Betty's heart fluttered expectantly as she paused an instant in the door of the pink room. Madam Chartley had looked very imposing and dignified as she presided at the lunch-table that noon, with the stately Hawkins behind her chair and the stately portraits looking down from the walls.

She looked now as if she might be the original of one of these old portraits herself, as she sat there in the high-backed chair, with the griffins carved on its teakwood frame. Her gray gown trailed around her in graceful folds. There was a soft fall of lace at wrists and throat, and her white hair had a sheen like silver against the pink brocade with which the chair was upholstered.

With a smile which seemed to take Betty straight into her confidence, she held out her hand and drew her to a seat beside her. An old-fashioned silver tea-service stood on a table at her elbow, and when the maid had brought hot water, she busied herself in filling a cup for Betty.

"There!" she said, as she passed it to her. "There's nothing like a cozy chat over a cup of tea for warming acquaintances into friends."

Betty wondered, as she took a proffered slice of lemon, if Madam began all her interviews in this way, and if she was to hear the same little sermon about the crest on the ancestral teacups that Kitty had heard. It certainly was an interesting crest. She lifted the fragile bit of china for a closer survey. A mailed arm, rising out of a heart, clasped a spear in its hand, and under it ran the motto, "I keep tryst."

"MADAM'S CONVERSATION LED FAR AWAY FROM THE CREST AND ITS LESSON"

But Madam's conversation led far away from the crest and its lesson. At first it was about a quaint old English inn, where is served delicious toasted scones with five o'clock tea. When she mentioned that, it was as if they had discovered a mutual friend, for Betty cried out joyfully that she had been there, and had spent a long rainy afternoon in one of its rooms, where Scott had written many chapters of "Kenilworth." Betty remembered afterward that not a word was said about school and its obligations.
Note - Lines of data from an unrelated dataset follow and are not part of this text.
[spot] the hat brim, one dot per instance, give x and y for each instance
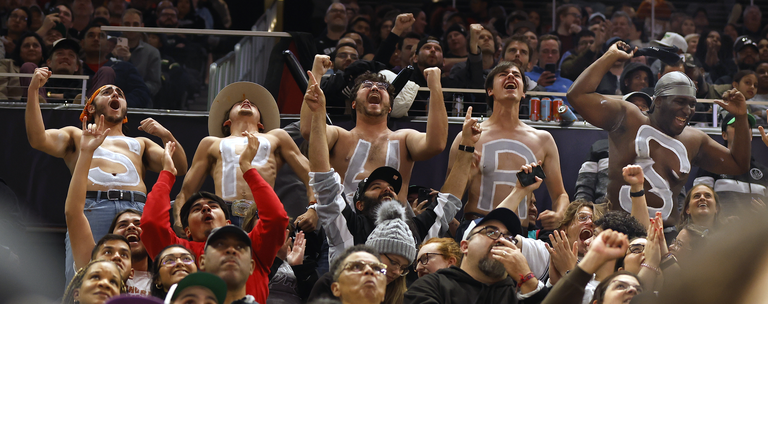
(236, 92)
(389, 175)
(207, 280)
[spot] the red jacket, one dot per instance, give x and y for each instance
(267, 236)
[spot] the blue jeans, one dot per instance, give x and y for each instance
(100, 213)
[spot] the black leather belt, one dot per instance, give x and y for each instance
(117, 195)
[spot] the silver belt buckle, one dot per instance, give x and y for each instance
(114, 195)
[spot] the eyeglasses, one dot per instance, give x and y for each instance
(380, 86)
(397, 267)
(424, 259)
(171, 260)
(347, 55)
(623, 286)
(494, 233)
(359, 267)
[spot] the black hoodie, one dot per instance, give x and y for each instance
(454, 285)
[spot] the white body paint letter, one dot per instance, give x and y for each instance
(128, 178)
(659, 185)
(493, 175)
(357, 164)
(230, 162)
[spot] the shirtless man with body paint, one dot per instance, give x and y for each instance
(658, 140)
(371, 144)
(116, 176)
(505, 146)
(238, 108)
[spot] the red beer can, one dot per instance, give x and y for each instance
(546, 109)
(535, 109)
(556, 104)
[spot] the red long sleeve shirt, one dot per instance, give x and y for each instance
(267, 236)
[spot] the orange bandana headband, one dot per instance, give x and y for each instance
(86, 115)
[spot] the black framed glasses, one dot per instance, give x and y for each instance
(170, 260)
(359, 267)
(623, 286)
(379, 85)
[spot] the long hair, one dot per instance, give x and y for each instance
(77, 282)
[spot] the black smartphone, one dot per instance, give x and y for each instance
(424, 195)
(527, 179)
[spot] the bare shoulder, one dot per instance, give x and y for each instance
(278, 136)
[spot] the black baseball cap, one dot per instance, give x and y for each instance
(506, 216)
(388, 174)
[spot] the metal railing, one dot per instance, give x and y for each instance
(85, 79)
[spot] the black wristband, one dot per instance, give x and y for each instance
(668, 262)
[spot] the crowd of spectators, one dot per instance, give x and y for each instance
(470, 41)
(158, 70)
(368, 236)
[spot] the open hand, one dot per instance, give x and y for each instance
(314, 98)
(308, 221)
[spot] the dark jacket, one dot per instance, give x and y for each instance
(454, 285)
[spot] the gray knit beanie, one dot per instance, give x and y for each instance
(392, 235)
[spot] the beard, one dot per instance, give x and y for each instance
(113, 119)
(492, 268)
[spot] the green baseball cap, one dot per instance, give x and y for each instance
(207, 280)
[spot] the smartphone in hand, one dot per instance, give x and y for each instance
(527, 179)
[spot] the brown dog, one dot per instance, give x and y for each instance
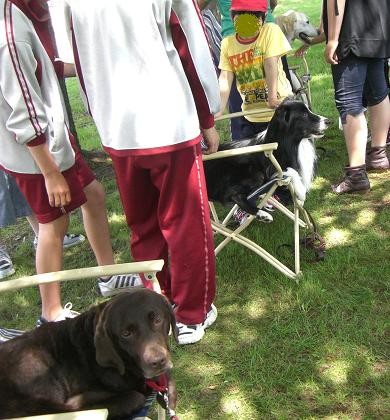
(99, 359)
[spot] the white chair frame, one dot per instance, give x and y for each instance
(298, 216)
It was of the Old Curiosity Shop they spoke, and the House of Seven Gables. Madam promised to show her the autographs of Dickens and Hawthorne, which she had in her collection, and a pen which had once belonged to George Eliot.
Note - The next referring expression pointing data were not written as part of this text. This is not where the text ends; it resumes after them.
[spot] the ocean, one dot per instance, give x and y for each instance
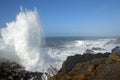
(59, 48)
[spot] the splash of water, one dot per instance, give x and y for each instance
(21, 41)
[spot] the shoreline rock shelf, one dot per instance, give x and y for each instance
(78, 67)
(91, 67)
(13, 71)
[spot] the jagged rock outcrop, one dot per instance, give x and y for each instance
(13, 71)
(91, 67)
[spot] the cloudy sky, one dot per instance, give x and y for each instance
(69, 17)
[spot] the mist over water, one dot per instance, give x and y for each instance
(21, 41)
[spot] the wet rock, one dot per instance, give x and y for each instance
(14, 71)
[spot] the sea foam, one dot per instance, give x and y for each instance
(21, 41)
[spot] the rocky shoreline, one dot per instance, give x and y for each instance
(13, 71)
(91, 67)
(78, 67)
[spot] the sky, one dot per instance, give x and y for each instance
(69, 17)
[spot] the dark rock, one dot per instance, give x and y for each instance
(90, 67)
(13, 71)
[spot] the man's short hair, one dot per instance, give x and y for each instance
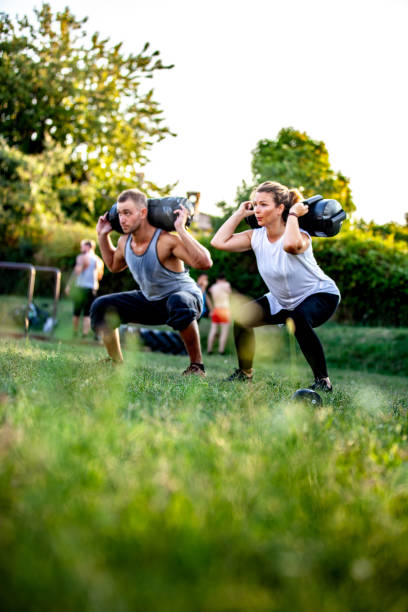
(90, 243)
(138, 197)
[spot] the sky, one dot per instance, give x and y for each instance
(244, 69)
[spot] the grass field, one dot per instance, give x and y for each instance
(133, 488)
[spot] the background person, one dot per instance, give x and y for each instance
(83, 285)
(298, 288)
(155, 258)
(202, 282)
(220, 315)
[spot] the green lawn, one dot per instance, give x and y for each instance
(133, 488)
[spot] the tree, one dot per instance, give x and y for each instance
(296, 160)
(87, 95)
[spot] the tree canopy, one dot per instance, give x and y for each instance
(59, 83)
(295, 160)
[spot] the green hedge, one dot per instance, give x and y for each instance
(371, 272)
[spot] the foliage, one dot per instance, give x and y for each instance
(295, 160)
(371, 273)
(391, 232)
(218, 496)
(27, 197)
(88, 95)
(372, 276)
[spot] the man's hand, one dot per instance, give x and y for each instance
(182, 216)
(103, 227)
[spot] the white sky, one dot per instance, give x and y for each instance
(244, 69)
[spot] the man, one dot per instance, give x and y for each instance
(155, 258)
(220, 315)
(85, 277)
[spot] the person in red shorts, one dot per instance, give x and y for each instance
(220, 315)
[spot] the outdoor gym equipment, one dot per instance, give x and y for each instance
(160, 213)
(27, 311)
(324, 218)
(307, 396)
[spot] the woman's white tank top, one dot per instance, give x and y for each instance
(289, 278)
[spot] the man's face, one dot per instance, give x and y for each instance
(131, 215)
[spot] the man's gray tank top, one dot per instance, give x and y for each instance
(155, 281)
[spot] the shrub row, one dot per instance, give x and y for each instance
(372, 273)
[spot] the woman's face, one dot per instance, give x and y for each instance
(266, 210)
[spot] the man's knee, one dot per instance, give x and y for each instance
(103, 314)
(183, 308)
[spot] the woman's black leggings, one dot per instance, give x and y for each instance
(312, 312)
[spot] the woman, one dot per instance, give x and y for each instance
(298, 288)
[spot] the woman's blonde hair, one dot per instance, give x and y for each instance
(281, 195)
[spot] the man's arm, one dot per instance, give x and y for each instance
(113, 258)
(187, 248)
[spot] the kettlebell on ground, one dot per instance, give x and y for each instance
(307, 396)
(324, 218)
(160, 213)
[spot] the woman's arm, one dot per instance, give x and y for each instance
(295, 241)
(225, 239)
(187, 248)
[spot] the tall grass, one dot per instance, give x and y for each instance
(134, 488)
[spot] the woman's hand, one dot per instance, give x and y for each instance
(299, 209)
(245, 209)
(182, 216)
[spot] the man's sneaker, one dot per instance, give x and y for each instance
(320, 384)
(195, 368)
(239, 375)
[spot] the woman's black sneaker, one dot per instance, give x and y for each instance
(239, 375)
(320, 384)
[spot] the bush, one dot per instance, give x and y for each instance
(371, 273)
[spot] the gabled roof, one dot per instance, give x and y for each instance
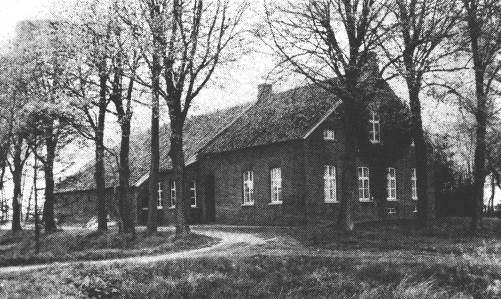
(199, 130)
(283, 116)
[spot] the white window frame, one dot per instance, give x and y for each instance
(330, 185)
(173, 194)
(364, 193)
(329, 134)
(414, 184)
(160, 200)
(248, 188)
(193, 194)
(276, 185)
(375, 128)
(391, 211)
(391, 184)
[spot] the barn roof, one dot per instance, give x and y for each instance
(279, 117)
(199, 130)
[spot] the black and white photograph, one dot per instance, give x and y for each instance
(250, 149)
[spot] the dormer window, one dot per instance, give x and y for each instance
(329, 134)
(375, 128)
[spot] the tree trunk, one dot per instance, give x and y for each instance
(493, 194)
(423, 214)
(479, 166)
(124, 198)
(378, 186)
(99, 175)
(48, 211)
(177, 155)
(17, 180)
(349, 177)
(155, 150)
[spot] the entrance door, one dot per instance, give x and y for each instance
(210, 197)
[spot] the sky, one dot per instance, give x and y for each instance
(234, 84)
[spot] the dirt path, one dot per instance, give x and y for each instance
(235, 243)
(230, 241)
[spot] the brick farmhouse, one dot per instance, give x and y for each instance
(276, 161)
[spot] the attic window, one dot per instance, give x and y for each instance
(329, 134)
(375, 128)
(391, 211)
(172, 194)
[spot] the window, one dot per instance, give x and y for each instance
(414, 184)
(329, 134)
(391, 211)
(375, 128)
(193, 194)
(160, 200)
(391, 184)
(276, 185)
(330, 183)
(172, 194)
(363, 184)
(248, 187)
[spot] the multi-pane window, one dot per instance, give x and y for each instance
(248, 187)
(276, 185)
(172, 193)
(391, 184)
(391, 211)
(375, 128)
(160, 199)
(193, 194)
(329, 134)
(330, 183)
(414, 183)
(363, 184)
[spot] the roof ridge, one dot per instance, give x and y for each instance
(226, 127)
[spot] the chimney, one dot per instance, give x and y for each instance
(264, 91)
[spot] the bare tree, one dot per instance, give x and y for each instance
(482, 19)
(417, 46)
(324, 39)
(186, 41)
(125, 66)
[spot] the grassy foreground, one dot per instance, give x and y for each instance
(19, 248)
(261, 277)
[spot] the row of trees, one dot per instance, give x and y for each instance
(63, 78)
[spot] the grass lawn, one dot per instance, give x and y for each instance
(260, 277)
(70, 245)
(448, 236)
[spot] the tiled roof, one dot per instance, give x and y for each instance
(199, 130)
(280, 117)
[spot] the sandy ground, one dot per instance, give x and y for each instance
(236, 243)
Then Betty found that Madam had known Miss Alcott, and, before she realized what she was doing, she had thrown herself down impulsively on the stool at her feet, and, with both hands clasping the griffin's head on the arm of the high-backed chair, was asking a dozen eager questions about "Little Women" and the author who had been her first inspiration to write.
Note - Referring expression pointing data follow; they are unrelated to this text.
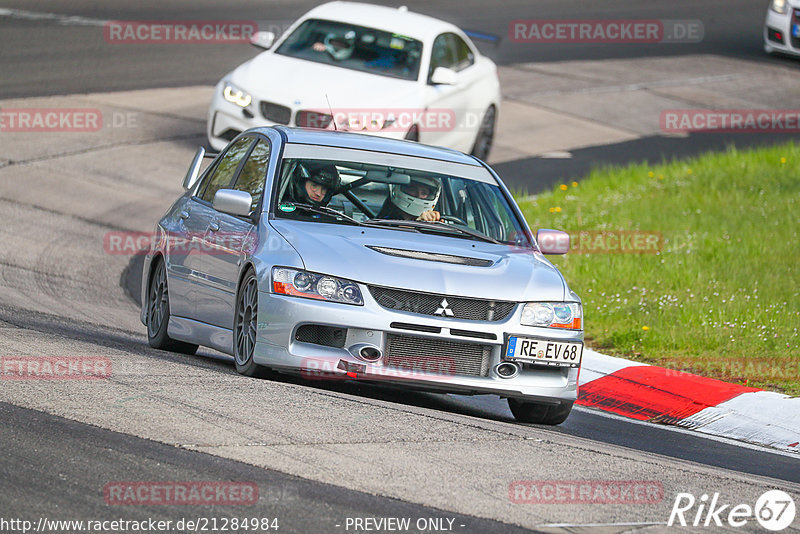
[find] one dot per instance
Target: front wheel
(245, 324)
(540, 414)
(158, 314)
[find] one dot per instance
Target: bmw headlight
(298, 283)
(235, 95)
(553, 315)
(778, 6)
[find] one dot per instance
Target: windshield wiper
(435, 226)
(323, 210)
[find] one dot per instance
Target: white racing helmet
(339, 46)
(414, 205)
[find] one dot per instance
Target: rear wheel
(245, 324)
(485, 138)
(540, 414)
(158, 314)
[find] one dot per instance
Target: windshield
(354, 47)
(411, 200)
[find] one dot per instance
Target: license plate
(545, 351)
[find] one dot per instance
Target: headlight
(553, 315)
(778, 6)
(236, 96)
(287, 281)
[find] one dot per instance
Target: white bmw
(782, 27)
(364, 68)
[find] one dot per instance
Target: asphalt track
(44, 59)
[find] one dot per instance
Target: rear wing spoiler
(483, 36)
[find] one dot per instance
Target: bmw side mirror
(233, 202)
(263, 40)
(194, 169)
(552, 241)
(444, 76)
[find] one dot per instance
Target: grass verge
(720, 297)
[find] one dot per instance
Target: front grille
(439, 356)
(776, 36)
(428, 304)
(276, 112)
(318, 334)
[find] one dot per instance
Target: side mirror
(233, 202)
(552, 241)
(444, 76)
(263, 40)
(194, 169)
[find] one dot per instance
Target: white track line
(671, 428)
(64, 20)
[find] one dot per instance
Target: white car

Nearly an hour later, when she went back to her room, it was with something singing in her heart that made her very solemn and very happy. It was the immortal music of the Choir Invisible. She had been in the unseen company of earth's best and noblest, and felt in her soul that some day she, too, would have a right to be counted in that chorus, having done something really great and worth while.